If this is true — and it would take as much for me to believe it is as it would take to convince me that I exist on this planet Earth — it’s almost admirable in its sheer, egregious shittiness. For all of the handwringing and wailing and moaning done by Obama opponents about how horrible he was making the economy and how doomed we would be if he won reelection (all while unemployment dropped and the Dow soared), it takes a special kind of scumbag to actually lay people off to prove your point. Much less to invoke the name of Jesus in doing so. Lord, please forgive Robert Murray for possibly closing a mine and firing people just so his massive investment in Mitt Romney might be substantiated.

When speaking to MacGillis, the company denied it was reopening the facility. However:

The only work going on at the mine, they said, was “reclamation” required as part of any shutdown. “We’re required to put things back together. We’re picking up some remnants of coal, some coal that was left over, as we clean up the place,” said Gary Broadbent, a senior attorney for the company. He said that there were 42 or 43 people at the mine doing this work, and while the work could go on for a few years, there would be no expansion at the mine, which at its peak employed more than 200 people. …
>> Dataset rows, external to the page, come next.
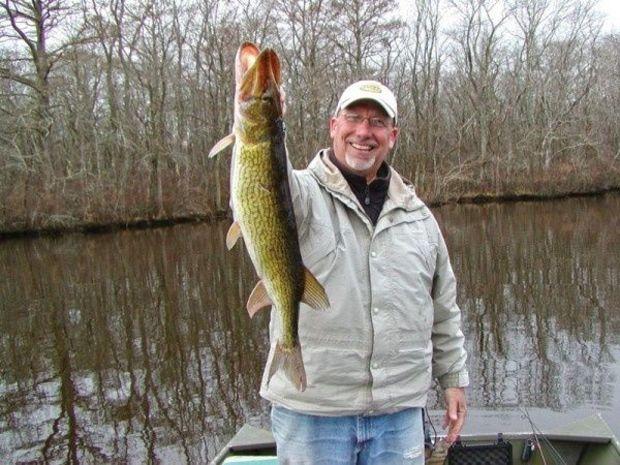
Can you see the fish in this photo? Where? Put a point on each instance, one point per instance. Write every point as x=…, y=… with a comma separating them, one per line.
x=262, y=206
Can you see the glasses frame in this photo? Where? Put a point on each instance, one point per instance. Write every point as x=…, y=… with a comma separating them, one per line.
x=376, y=122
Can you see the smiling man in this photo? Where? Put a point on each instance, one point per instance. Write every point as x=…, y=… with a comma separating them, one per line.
x=393, y=324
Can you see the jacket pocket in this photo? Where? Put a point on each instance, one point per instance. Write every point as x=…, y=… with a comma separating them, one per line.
x=317, y=243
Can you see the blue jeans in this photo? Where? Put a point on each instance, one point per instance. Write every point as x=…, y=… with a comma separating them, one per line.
x=390, y=439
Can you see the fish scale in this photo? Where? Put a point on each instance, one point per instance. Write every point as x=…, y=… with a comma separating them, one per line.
x=263, y=209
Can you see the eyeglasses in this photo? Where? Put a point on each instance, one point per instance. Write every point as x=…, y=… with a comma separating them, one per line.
x=356, y=120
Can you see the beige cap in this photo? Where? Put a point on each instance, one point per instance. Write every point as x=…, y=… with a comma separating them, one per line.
x=369, y=90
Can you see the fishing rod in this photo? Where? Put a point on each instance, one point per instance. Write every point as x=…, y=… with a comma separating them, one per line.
x=537, y=432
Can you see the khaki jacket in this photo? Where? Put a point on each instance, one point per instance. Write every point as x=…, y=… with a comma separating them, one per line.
x=393, y=322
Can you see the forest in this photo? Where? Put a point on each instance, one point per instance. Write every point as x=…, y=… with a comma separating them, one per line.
x=109, y=107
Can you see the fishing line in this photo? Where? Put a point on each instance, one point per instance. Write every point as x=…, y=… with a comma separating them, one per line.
x=536, y=432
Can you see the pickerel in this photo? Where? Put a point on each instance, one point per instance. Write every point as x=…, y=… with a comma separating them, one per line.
x=263, y=208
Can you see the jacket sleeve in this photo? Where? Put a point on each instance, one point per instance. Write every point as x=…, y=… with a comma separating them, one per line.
x=449, y=353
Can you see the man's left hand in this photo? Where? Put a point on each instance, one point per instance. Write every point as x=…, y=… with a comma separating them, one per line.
x=456, y=408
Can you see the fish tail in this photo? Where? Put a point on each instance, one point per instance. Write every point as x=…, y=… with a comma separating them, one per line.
x=291, y=361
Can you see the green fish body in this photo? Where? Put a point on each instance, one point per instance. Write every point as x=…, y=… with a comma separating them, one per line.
x=262, y=206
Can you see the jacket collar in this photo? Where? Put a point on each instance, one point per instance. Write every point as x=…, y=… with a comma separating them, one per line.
x=400, y=195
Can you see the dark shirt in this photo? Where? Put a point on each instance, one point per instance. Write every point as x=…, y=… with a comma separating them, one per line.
x=371, y=196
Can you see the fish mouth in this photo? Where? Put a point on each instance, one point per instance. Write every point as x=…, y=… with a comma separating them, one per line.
x=258, y=73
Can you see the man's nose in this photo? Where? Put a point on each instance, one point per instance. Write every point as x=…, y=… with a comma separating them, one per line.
x=363, y=128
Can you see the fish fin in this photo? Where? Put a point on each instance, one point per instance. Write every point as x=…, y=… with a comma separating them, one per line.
x=233, y=235
x=292, y=363
x=222, y=144
x=258, y=299
x=314, y=293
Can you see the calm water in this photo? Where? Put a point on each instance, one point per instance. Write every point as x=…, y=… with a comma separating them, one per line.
x=135, y=347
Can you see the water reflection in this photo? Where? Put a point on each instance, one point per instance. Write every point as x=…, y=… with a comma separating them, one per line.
x=135, y=347
x=131, y=348
x=539, y=289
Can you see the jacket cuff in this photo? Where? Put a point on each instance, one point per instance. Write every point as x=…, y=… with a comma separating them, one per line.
x=458, y=379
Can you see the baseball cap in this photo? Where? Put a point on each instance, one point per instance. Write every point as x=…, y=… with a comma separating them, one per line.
x=369, y=90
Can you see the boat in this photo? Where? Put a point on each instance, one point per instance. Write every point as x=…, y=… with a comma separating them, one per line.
x=589, y=441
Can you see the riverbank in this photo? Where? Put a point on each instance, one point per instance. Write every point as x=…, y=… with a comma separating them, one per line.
x=148, y=223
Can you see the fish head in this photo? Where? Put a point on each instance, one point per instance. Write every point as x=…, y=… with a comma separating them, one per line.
x=258, y=102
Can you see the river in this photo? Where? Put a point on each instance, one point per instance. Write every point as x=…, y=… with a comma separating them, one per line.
x=134, y=346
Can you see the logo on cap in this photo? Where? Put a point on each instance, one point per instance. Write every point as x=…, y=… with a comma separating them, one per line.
x=371, y=88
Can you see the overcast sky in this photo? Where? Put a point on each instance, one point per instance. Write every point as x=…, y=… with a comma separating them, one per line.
x=611, y=10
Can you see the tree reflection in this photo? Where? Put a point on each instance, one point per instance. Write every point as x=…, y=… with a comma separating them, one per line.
x=538, y=285
x=135, y=347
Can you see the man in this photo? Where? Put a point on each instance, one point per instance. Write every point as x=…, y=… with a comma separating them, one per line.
x=393, y=320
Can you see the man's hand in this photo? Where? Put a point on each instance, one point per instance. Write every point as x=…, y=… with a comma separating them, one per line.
x=456, y=408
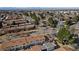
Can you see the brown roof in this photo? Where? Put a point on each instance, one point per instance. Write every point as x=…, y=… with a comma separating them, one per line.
x=21, y=41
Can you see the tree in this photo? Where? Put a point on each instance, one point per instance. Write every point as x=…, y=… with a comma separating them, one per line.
x=52, y=23
x=62, y=34
x=36, y=19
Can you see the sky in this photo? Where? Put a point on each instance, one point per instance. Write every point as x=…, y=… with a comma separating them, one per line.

[T]he company’s current account would appear to be at variance with the announcement last summer, when Broadbent said that the mine would “gradually be closed through late September or early October,” with no mention of a possibly years-long reclamation project. After all, if the head count was really dropping from only 56 to 43, odds are the move would not have made the headlines it did.

Oh, and an addendum:

A former Murray employee in Utah informs me that people are being hired back at the Murray operations there, too, just a couple months after the big post-election layoffs. The former employee said about 25 had recently been hired back on. Murray officials demurred when asked about any uptick in activity at the Utah or Illinois mines where the post-election layoffs occurred. “I’m not intimately involved with the hiring or firing of employees,” said Broadbent.

Lord, when Robert Murray appears before you for his final judgment, feel free to use any and all information from Grist’s archive to make your decision. If you need me to appear as a witness, I will do so happily.

Sorry. Not when he appears before you. If.